Zerstörter Sprengsatz: Das Puzzle muss nun aus vielen Einzelteilen zusammengesetzt werden.
Zerstörter Sprengsatz: Das Puzzle muss nun aus vielen Einzelteilen zusammengesetzt werden.
Foto: dapd
Bonn –  

Wie gefährlich war der Inhalt der Tasche im Bonner Hauptbahnhof? Die Polizei schweigt dazu.
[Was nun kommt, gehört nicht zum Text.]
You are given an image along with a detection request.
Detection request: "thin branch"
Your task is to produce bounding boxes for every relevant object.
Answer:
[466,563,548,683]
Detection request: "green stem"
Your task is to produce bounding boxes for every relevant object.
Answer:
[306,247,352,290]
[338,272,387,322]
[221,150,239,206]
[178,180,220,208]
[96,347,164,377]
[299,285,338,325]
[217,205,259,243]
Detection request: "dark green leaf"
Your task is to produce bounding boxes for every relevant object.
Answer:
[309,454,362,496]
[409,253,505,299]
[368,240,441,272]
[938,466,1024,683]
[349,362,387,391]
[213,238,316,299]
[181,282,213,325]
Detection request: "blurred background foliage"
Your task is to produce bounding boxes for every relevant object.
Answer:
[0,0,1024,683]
Die „Frankfurter Allgemeine Zeitung“ meldet unter Berufung auf Behördenkreise, der in der Tasche versteckte Sprengsatz sei „extrem gefährlich“ gewesen.
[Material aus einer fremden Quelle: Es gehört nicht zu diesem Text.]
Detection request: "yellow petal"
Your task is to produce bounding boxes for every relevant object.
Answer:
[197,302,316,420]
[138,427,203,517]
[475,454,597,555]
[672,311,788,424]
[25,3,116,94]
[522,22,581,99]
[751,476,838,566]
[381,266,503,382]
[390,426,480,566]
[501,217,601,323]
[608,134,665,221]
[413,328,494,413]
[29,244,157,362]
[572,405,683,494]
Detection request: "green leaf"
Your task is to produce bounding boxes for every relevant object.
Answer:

Der Sprengsatz aus dem Bonner Hauptbahnhof war nach Informationen des Onlineportals faz.net „extrem gefährlich“. Die Internet-Nachrichtenseite der „Frankfurter Allgemeinen Zeitung“ (FAZ) berief sich am Mittwoch auf „hohe Behördenkreise“. Wäre die Bombe tatsächlich detoniert, hätte sie nach dieser Darstellung eine ähnlich verheerende Wirkung gehabt wie der Anschlag von Madrid 2004. Dabei waren 191 Menschen ums Leben gekommen. Polizeisprecher Thomas Held sagte zu dem Bericht: „Das ist vorgegriffen, weil der abschließende Bericht einfach noch nicht vorliegt.“
Das Portal berichtet weiter, laut Sicherheitskreisen hätten sich in der Tasche mehrere Camping-Gaskartuschen, ein explosionsfähiges Pulver, ein Wecker und Batterien befunden. Das Fehlen eines Zünders wird von faz.net unter Hinweis auf die Behördenkreise damit erklärt, dass die Einsatzkräfte die verdächtige Tasche am Montag mit einer Wasserkanone beschossen hätten. Dabei sei der Zünder „in unzählige Teile zerrissen“ worden.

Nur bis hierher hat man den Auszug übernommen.